The inclusion of Peter von Winter’s ‘Maometto’ in concert performances at Bad Wildbad also enabled ‘The Festival’ to juxtapose it and Rossini’s ‘Maometto II’, premiered in Naples in 1820, in concert performances either side of those from which this recording derives. Although Von Winter’s ‘Maometto’ is often confused with that by Rossini, the two operas are in fact completely different in character, period and setting, being derived from separate literary sources. Von Winter wrote to a libretto by Felice Romani based on a verse tragedy by Voltaire which concerns the prophet Mohammed, founder of Islam, here portrayed as a villain. The booklet suggests that Voltaire’s tragedy, by bringing such matters to the stage, was using them as a vehicle for his known anti-clericism and antipathy to the Catholic Church.

The serious character of the plot, and the overall complexity of Von Winter’s music, is quickly apparent in the overture. The work contains no frivolous easily whistled tunes and reminds me more of ‘La Clemenza di Tito’ than ‘Die Zauberflöte’, in that respect. What is particularly interesting is the integration of the chorus as protagonist and the need for dramatic conviction and characterisation from them and the singers, with the former particularly well tuned and dynamically involved. As Zopiro, the ‘goody’ in the story, the big-voiced Antonia de Gobbi is particularly impressive. Although not always perfectly steady, his sonorous bass has extension at both ends of the voice and his diction is good (CD 1 trs. 2-5); most importantly he conveys the various emotions of the role. As Maometto, and villain of the piece, the Korean tenor Sebastian Na has a true tenor voice with plenty of expression although the metal in the tone can make for certain harshness (CD 1 tr. 9). As his henchman Omar, Luca Salsi, is strong voiced with a slight throatiness (CD 1 trs. 6. 12) and is rather unvarying in modulation and tonal colour. Gloria Montanari sings the ‘trousers’ role of Saide with strong, even and flexible, if rather nasal tone. Maometto tricks Saide into stabbing Zopiro who reveals that both Saide and Palmira, who are in love, are actually his children.
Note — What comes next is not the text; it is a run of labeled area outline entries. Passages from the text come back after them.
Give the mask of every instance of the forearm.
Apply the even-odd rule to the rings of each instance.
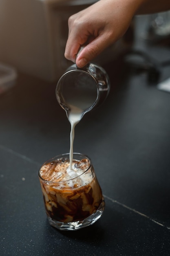
[[[170,0],[144,0],[136,14],[146,14],[168,10],[170,10]]]

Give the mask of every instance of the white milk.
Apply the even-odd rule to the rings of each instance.
[[[74,130],[75,126],[79,123],[82,119],[84,111],[78,108],[70,106],[71,110],[68,115],[68,119],[71,124],[71,131],[70,132],[70,169],[73,175],[72,168],[73,158],[73,141],[74,139]],[[68,173],[71,175],[69,168],[67,169]]]

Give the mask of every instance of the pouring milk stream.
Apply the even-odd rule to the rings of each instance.
[[[70,167],[67,170],[71,177],[74,177],[75,173],[72,166],[75,126],[85,113],[105,100],[109,90],[109,79],[106,71],[91,63],[82,69],[73,64],[57,83],[57,99],[71,125]]]

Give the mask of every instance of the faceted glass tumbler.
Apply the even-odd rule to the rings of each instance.
[[[74,159],[89,162],[88,168],[75,177],[57,182],[42,177],[42,166],[67,159],[69,159],[69,153],[46,161],[40,168],[39,176],[50,225],[61,230],[76,230],[91,225],[100,218],[105,202],[91,160],[86,155],[73,153],[73,162]]]

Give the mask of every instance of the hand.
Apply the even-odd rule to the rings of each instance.
[[[125,33],[142,0],[100,0],[71,16],[65,57],[82,67]],[[76,60],[80,46],[86,46]]]

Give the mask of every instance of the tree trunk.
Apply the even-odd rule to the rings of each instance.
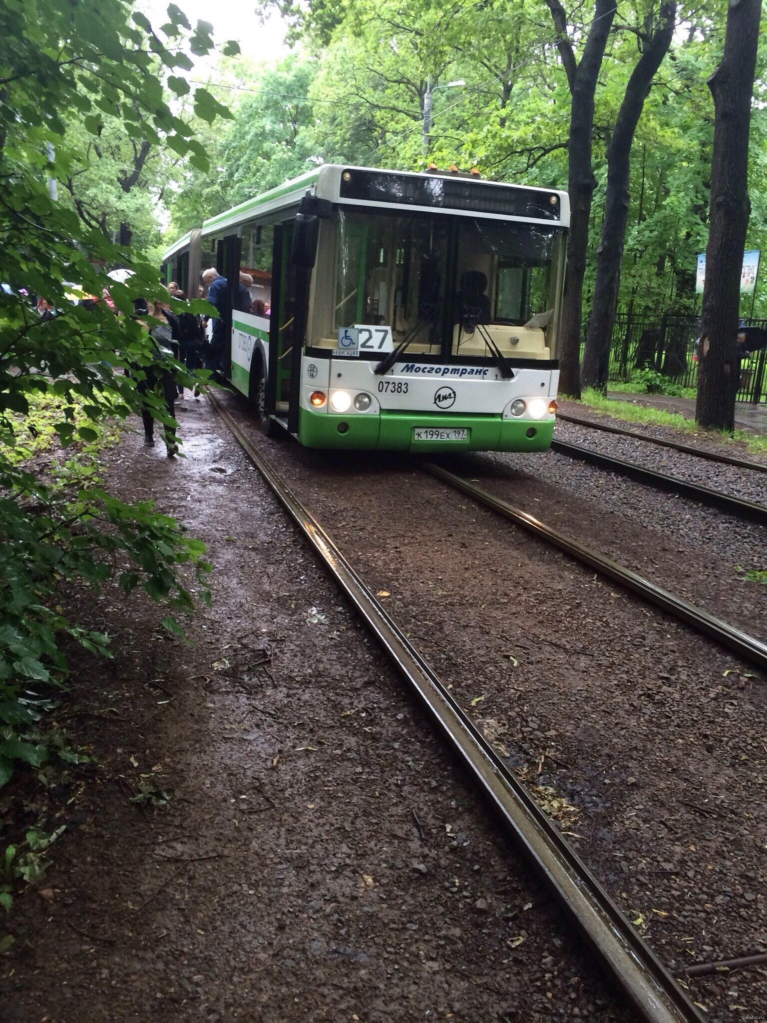
[[[760,14],[761,0],[730,0],[724,53],[709,79],[714,147],[695,404],[695,418],[707,430],[732,431],[735,426],[740,270],[751,212],[749,123]]]
[[[568,142],[570,193],[570,244],[565,300],[559,337],[559,390],[580,398],[581,315],[583,276],[586,272],[591,196],[596,179],[591,166],[591,141],[594,130],[594,92],[604,47],[616,15],[616,0],[596,0],[594,17],[576,66],[570,41],[566,37],[567,17],[558,0],[546,0],[554,28],[557,47],[570,83],[570,139]]]
[[[676,0],[666,0],[661,5],[659,27],[629,78],[607,147],[604,219],[596,253],[594,299],[581,367],[583,387],[596,387],[602,391],[607,387],[610,346],[618,308],[621,261],[631,199],[631,145],[652,79],[671,45],[675,19]]]

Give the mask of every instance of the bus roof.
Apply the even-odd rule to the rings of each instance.
[[[189,244],[189,238],[191,237],[191,231],[187,231],[186,234],[182,234],[178,241],[174,241],[170,249],[166,249],[163,253],[163,262],[174,256],[179,250],[185,249]]]
[[[319,198],[366,209],[407,209],[413,212],[479,216],[493,220],[516,220],[570,226],[567,191],[531,185],[484,181],[450,171],[376,170],[349,164],[323,164],[301,177],[245,199],[231,210],[202,223],[202,237],[221,234],[246,221],[296,206],[313,189]],[[188,243],[189,234],[166,251],[170,258]]]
Montanari conveys the varying emotions of this situation, and death by poisoning, with conviction (CD 2 trs. 3-5 and 11). The Palmira of Maria Luigia Borsi is initially, in Act I, less convincing with a rather light and wavery tone. However, in the Act II terzetto (CD 2 tr. 6) and following quintetto (tr. 7) she is suitably dramatic and goes on to express her hatred of Maometto, and anguish at the death of her brother (tr. 11), with pleasing depth of feeling and expression.

The recording is clear, slightly warm and with plenty of air round the soloists, choir and orchestra. The direction of the Australian Gabrielle Bellini, widely recognised to be the up-and-coming Rossinian, allows the drama and nuances of the work to emerge to maximum effect. The downside is the frequency of applause at the end of numbers, or even in the middle as when Zopiro enters (1.11min of CD 1 tr. 2). Given that the Festival schedule carded both the Von Winter and the Rossini Mamoettos as concert performances, I wonder if there was an effort at semi-staging and the applause denoted an entrance from the wings of a singer? The booklet essay is interesting and the track-related synopsis good; they and the brief artist profiles are given in English and German. There is a full libretto but no translation.

This is a very enjoyable and well-conducted performance of an opera by a considerable composer who has, thus far, had far too little exposure on record. It is a perfect complement to the recordings by ‘Opera Rara’ of neglected works and composers from the same period of great operatic creativity and which preceded, and laid the foundations for, the works of Donizetti and Verdi in Italy and Wagner in Germany.